In the meantime, the NTC quietly dispatched teams to the southern desert, to negotiate with tribal leaders to get working again the four water collection centers – which harness the flow from 580 wells – that are critical to Tripoli.
“There is an incredible will and drive to find solutions to fix it, that goes beyond being paid, and comes from deep in the heart,” says Moumtzis. A handful of nongovernment organizations created and funded by Libyans living abroad worked for months alongside the UN, and with the NTC Stabilization Team on forward planning.
“They kept telling us they do not want to make the same mistakes of Iraq, the de-Baathification and everything else,” adds Moumtzis. “Where there is still a gap is linking this goodwill of the team with technicians or ministries and specialists.”
Other problems loom
But that's not all: Already divisions have emerged between Libya’s new civilian and military leaders; between eastern tribes who seized the east of the country – and weighted the tools of interim government in their favor – and those of the west and Tripoli who joined the fight later.

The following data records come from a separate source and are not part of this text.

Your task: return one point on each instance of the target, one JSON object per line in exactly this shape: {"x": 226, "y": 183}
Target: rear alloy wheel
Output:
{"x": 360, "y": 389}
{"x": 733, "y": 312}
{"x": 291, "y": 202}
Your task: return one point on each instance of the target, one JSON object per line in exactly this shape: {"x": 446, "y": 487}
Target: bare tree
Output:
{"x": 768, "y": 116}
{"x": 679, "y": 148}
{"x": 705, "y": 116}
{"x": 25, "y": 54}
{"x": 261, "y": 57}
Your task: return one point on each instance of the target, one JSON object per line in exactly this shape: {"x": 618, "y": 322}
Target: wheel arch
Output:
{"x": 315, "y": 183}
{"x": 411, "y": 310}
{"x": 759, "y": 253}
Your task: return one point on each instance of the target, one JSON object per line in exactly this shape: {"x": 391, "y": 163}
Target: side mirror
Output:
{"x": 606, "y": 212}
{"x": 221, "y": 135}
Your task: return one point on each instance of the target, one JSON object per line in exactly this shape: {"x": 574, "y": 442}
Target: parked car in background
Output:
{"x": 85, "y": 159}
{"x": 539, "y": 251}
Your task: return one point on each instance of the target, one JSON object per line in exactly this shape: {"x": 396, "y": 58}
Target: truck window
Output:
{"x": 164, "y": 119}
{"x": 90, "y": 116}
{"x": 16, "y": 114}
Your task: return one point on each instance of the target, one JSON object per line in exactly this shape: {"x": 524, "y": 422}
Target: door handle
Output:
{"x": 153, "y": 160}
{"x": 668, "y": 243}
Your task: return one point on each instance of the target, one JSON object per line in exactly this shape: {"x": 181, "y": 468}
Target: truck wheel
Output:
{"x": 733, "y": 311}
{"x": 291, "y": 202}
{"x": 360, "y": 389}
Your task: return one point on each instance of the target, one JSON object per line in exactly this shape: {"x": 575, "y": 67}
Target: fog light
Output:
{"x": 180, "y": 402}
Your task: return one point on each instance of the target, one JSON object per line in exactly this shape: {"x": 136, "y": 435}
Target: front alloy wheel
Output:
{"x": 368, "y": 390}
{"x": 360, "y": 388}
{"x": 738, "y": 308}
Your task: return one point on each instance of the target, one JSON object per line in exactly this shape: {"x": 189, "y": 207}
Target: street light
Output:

“Every Libyan had his own war with the regime…. Everybody was the NTC,” says Tripoli businessman Husni Bey Husni, who was banned from travel during the six-month conflict. Pro-Qaddafi security forces sought Mr. Husni twice at his house, thrice at his office, and finally broke into a company warehouse. In decades past, he says, he was jailed seven times.
Husni and his close associates worked clandestinely, while still in Tripoli, to undermine the regime’s fight – by helping sporadic supplies to reach Misurata port when the city was besieged, for example – and to plan for the post-Qaddafi future using a two-way satellite communication system.
Despite the planning efforts that they took part in, say Husni and an associate, big problems and infighting remain.
“They have difficulty managing,” says Husni about the NTC. “They don’t have time to micro-manage, and don’t have the team to macro-manage. And they are afraid of the power vacuum now. I don’t think there was any planning, in the sense that plans kept to a small circle are not plans.”
In recent months, before and after the fall of Tripoli, Husni and his associates have also been engaged in establishing systems and procedures to account for and spend money coming to Libya’s new rulers, as well working out finance options. But interim officials, including the Stabilization Team run by Aref al-Nayed have gone hot and cold on such mechanisms.
“There is a real problem with management and planning,” says a European diplomatic source who has dealt with NTC organization efforts. Key positions, he notes, have sometimes been filled by relatives at the expense of experts – one of the several complaints heard publicly from opponents in Tripoli of Mr. Jibril.
Falling into old traps?
“This is a shame; this is not what we want … but we are just falling into the old trap of nepotism and tribalism,” says Husni. “It can be fixed. As Libyans paid this very high price in blood, nobody can cheat the Libyans any longer. Nobody will be allowed to rob it. The revolution was by all the Libyans, and the Libyans will not shut up.”
Making the water flow in Tripoli again – the ultimate result of NTC-orchestrated negotiations with tribal leaders in the desert – ended the water crisis in the capital. But the creative work and goodwill gestures exhibited by Libyans, and the NTC, to fill the emergency gap, must still be more broadly applied.
“There’s been a very impressive organization; they have mobilized the best of their people, those who are experts in their field,” says Moumtzis of the UN. “Anything we do at the UN is 80 percent planning for success, and that is what they have done. The real challenge now is to pull it all together in a political way, for reconciliation and national buy-in … still the verdict is out – they must convince Libyan hearts and minds.”
[Editor's note: An earlier version of this story incorrectly stated that Aref al-Nayef is the cousin of Mahmoud Jibril. The two Libyan interim officials are not related.]